Higpen nodded. “Even so, we’re not self-sustaining, let alone self-sufficient. Sea Venture is a prototype. To make it really work economically, we’d have to have a population of at least a million.”

“Do you think that will come?”

“Oh, I have mornings when I think it will. There are all kinds of plans and schemes. The one I like best is a flat construction that rides on the surface or just below it. It covers acres, it’s a flexible assembly of linked modules so it just rides along like a raft of seaweed. Solar cells covering all that area—there’s plenty of sunlight out here. It wouldn’t need the passenger service, it wouldn’t have to make any scheduled stops, it would just keep going around the gyre, around and around.”

“That’s a lovely word, gyre. It reminds me of Alice in Wonderland, or that poem of Yeats’—‘Turning and turning in the widening gyre. . . .’ ”

Higpen nodded soberly. “This is the big one we’re in, the North Pacific Gyre, but there are smaller ones you could get into if you wanted to. There’s one north of the Hawaiian Islands, for instance. Or you could ride back and forth on the North Equatorial Current and the Equatorial Countercurrent.”

Newland looked at him curiously.. “This is your dream, isn’t it?”

“Sure. Sometimes when I wake up in the morning, before I open my eyes. I've been dreaming about it and I think I’m there.”

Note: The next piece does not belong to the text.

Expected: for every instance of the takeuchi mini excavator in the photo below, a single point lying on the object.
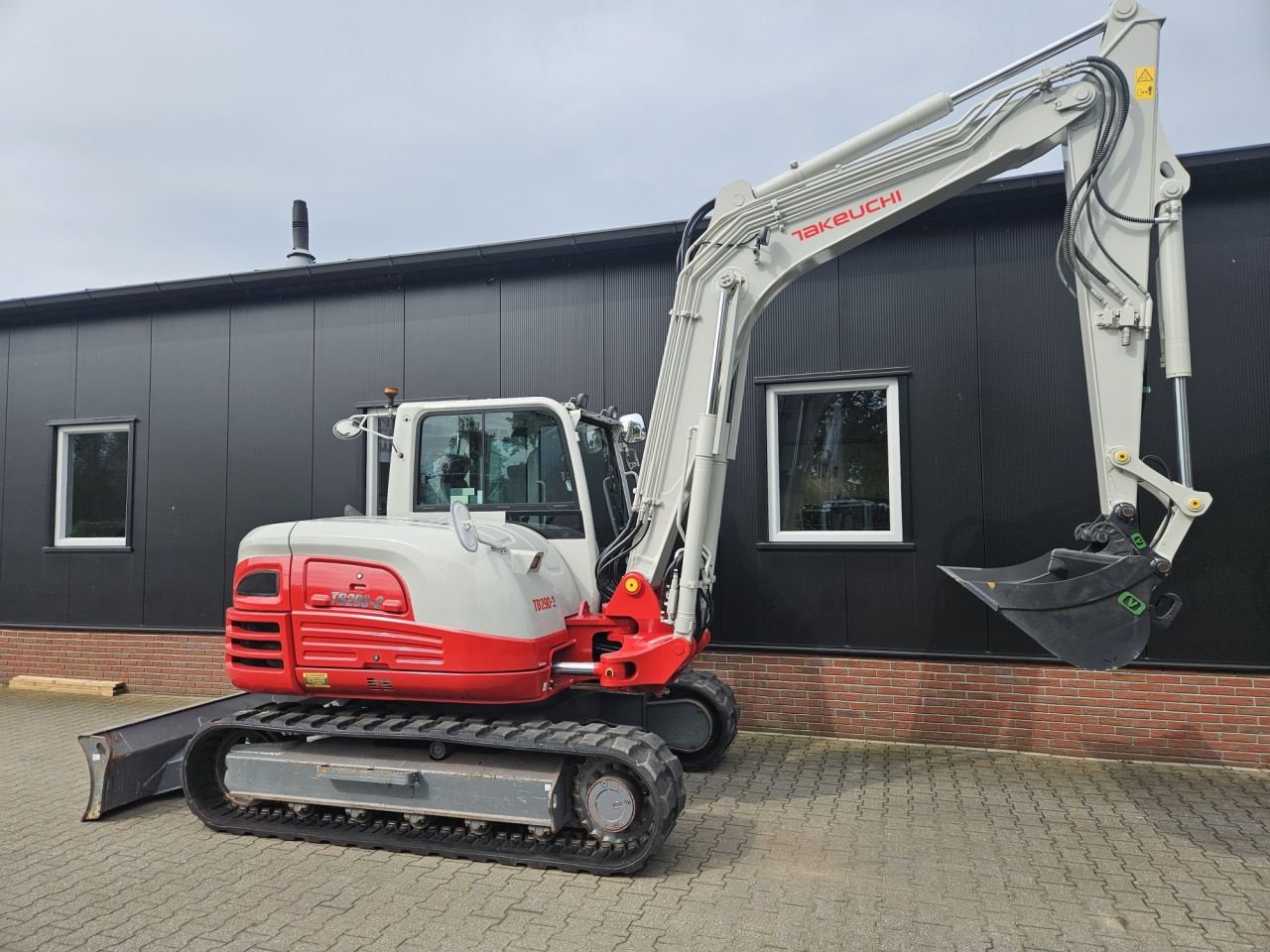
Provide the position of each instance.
(498, 667)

Back in his room, Newland looked at the menu: there it was, an appetizer. Pâté de krill. He ordered it, and it was delicious.

How could any man discover his own motives, or confront them honestly if he did find them? Was it merely the fact that he was now too ill to go into space, the certain knowledge that he would never get there alive, that had made him begin to doubt the L-5 program to which he had given thirty years of his life? Or. to go farther back, was it the coincidence of his name that had turned him unconsciously toward thoughts of space colonization in the first place? He had known many such coincidences. Was it the fact that his own life seemed to him to have taken on a gentle descending arc, now in his seventh decade, that had made him wonder if, after all, there might be something to be done here on Earth?

He knew the arguments, for and against. He had used those arguments, in lectures and debates, too long and often to put any great value on them. He knew how easy it was, and how necessary, to convince oneself first in order to persuade other people. He had been a scientist long before he became an advocate, and he still had the habit of skepticism toward unproved ideas, his own most of all.

Then there was the logic of events. The first prototype ocean habitat was here; it had cost two billion dollars to build, less than three-tenths of a percent of the most optimistic estimate for the first L-5 colony: and that would have been only the beginning. Back and forth he went: yes. the benefits of a space colony would have paid back the original investment many times over by now. But there was no space colony, and Sea Venture was here.